Now if I had been elected president 5 years ago, this vacation probably wouldn't have happened. I'm sure I would have been too concerned that the time off would make me seem weak, disconnected, or worse: unnecessary. I was not confident enough in my leadership abilities to delegate responsibility and assumed that without my presence, or at least my stamp of approval, chaos would ensue. I was the living embodiment of this quote from John Isbell, one of CHART's past presidents: "If you brag that your workplace falls apart when you aren't there watching over it, you are doing something terribly wrong!"

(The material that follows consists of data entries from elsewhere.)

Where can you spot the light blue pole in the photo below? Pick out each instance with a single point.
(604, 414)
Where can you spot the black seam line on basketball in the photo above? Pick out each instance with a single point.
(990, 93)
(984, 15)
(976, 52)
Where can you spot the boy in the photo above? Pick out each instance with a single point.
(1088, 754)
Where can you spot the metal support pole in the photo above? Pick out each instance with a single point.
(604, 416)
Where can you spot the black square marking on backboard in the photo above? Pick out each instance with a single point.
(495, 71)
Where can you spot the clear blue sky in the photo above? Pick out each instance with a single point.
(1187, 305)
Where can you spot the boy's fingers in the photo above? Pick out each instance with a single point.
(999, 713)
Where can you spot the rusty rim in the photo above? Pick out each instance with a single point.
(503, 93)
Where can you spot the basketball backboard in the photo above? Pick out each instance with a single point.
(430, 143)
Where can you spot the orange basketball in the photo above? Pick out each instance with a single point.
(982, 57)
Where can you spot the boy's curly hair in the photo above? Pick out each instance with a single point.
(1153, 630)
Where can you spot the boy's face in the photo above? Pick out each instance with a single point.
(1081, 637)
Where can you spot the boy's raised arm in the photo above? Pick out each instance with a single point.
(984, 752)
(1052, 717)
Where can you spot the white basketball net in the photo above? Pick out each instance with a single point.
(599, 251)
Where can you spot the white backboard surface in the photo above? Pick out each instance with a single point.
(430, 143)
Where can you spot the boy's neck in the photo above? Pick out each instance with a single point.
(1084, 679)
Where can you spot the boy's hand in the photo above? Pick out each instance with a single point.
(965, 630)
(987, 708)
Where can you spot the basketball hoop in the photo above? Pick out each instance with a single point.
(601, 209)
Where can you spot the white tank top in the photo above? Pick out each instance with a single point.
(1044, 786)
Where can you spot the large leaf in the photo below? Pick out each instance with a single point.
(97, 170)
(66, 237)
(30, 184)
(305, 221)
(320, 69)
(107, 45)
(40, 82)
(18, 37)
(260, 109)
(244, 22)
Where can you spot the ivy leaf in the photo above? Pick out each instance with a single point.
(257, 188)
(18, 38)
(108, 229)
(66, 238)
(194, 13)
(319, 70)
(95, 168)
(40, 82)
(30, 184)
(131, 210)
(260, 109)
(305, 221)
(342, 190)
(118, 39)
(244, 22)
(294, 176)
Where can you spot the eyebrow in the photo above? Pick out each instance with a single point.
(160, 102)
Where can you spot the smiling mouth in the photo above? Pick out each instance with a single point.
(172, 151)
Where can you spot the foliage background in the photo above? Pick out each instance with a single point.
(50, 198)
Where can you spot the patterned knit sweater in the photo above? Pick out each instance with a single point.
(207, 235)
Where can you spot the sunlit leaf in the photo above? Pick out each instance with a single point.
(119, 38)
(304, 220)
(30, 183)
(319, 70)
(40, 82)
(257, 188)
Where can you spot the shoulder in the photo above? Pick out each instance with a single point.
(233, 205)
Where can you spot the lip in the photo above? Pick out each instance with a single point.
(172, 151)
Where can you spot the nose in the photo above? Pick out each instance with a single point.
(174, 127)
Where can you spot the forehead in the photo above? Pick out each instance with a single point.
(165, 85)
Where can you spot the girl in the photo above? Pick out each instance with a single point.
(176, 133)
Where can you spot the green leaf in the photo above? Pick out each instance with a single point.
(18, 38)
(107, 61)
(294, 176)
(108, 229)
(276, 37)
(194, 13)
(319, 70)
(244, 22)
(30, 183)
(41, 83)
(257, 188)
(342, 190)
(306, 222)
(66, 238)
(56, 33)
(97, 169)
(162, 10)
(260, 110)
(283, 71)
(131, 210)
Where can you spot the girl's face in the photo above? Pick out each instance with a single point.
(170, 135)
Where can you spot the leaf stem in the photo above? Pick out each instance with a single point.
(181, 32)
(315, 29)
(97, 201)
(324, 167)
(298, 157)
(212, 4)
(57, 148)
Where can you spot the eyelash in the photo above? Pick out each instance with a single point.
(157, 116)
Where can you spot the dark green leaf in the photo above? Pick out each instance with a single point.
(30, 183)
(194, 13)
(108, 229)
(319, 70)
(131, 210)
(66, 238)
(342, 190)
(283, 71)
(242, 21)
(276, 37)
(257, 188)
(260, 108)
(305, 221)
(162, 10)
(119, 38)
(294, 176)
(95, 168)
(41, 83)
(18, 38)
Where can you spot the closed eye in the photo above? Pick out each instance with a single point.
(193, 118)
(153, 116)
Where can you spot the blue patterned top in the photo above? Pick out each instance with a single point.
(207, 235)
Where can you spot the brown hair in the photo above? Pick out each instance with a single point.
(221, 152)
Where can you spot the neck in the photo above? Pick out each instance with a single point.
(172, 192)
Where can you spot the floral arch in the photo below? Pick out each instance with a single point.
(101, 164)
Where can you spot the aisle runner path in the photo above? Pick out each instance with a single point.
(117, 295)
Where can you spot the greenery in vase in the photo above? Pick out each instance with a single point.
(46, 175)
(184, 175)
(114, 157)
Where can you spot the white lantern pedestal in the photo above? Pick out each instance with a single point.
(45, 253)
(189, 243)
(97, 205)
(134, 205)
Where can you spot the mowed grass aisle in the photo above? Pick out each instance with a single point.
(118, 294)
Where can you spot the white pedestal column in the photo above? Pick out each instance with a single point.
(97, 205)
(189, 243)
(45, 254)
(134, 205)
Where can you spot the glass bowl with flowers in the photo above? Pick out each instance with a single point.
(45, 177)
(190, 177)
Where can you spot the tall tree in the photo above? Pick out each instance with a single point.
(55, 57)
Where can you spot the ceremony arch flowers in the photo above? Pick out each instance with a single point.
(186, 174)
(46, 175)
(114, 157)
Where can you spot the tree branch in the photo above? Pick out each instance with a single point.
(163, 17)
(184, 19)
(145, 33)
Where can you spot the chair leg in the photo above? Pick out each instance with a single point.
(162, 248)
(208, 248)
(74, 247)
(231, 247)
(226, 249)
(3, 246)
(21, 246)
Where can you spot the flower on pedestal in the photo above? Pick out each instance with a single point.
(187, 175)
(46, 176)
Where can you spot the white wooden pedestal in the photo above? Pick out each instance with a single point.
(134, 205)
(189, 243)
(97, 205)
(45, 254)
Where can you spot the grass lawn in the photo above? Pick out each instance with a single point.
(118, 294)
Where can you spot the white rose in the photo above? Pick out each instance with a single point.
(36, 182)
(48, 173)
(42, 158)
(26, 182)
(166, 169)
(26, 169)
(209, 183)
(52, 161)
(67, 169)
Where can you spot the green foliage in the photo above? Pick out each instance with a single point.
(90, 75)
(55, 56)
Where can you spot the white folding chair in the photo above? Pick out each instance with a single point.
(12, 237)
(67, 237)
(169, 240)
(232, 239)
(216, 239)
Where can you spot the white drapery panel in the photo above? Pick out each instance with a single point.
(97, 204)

It is a trap that so many of us in training and leadership fall into, unfortunately. Because we partner with so many different teams and on so many different projects, we see ourselves as the glue holding everything together. We begin to believe that unless we are present every minute, the next limited-time offer rollout or system installation or new restaurant opening just won't be successful. So we stay late each evening, never turn off our phones, constantly check our texts, and consider our own needs to be much less important than those of our bosses, co-workers and employees.
But here's the thing: as caretakers of the workplace and stewards of the company culture, it is crucial that we take care of ourselves so that we can take better care of others. If we show up each day exhausted, stressed, and not at the top of our game, then we are not going to be able to deliver at a high level for very long. Details will start getting overlooked, deadlines will be missed, and the quality of our work will suffer. If our efforts as trainers and leaders are diminished, those employees counting on us to help with their career development will also suffer.
So please, work on your delegation skills and take those vacations. Leave work before 8:00 pm (heck, how about 6:00 pm?) and make dinner with your family. Go to hot yoga. Watch some Netflix. Do whatever you find enjoyable to help reclaim your inner peace and find some balance between your professional and personal lives so that you can be refreshed and ready to meet each new day. If it's a struggle for you to start, I highly recommend reading Lagom, The Swedish Art of Balanced Living, which provides excellent advice on enjoying your downtime.
I wish you all happiness, contentment, and a relaxing end to your summer.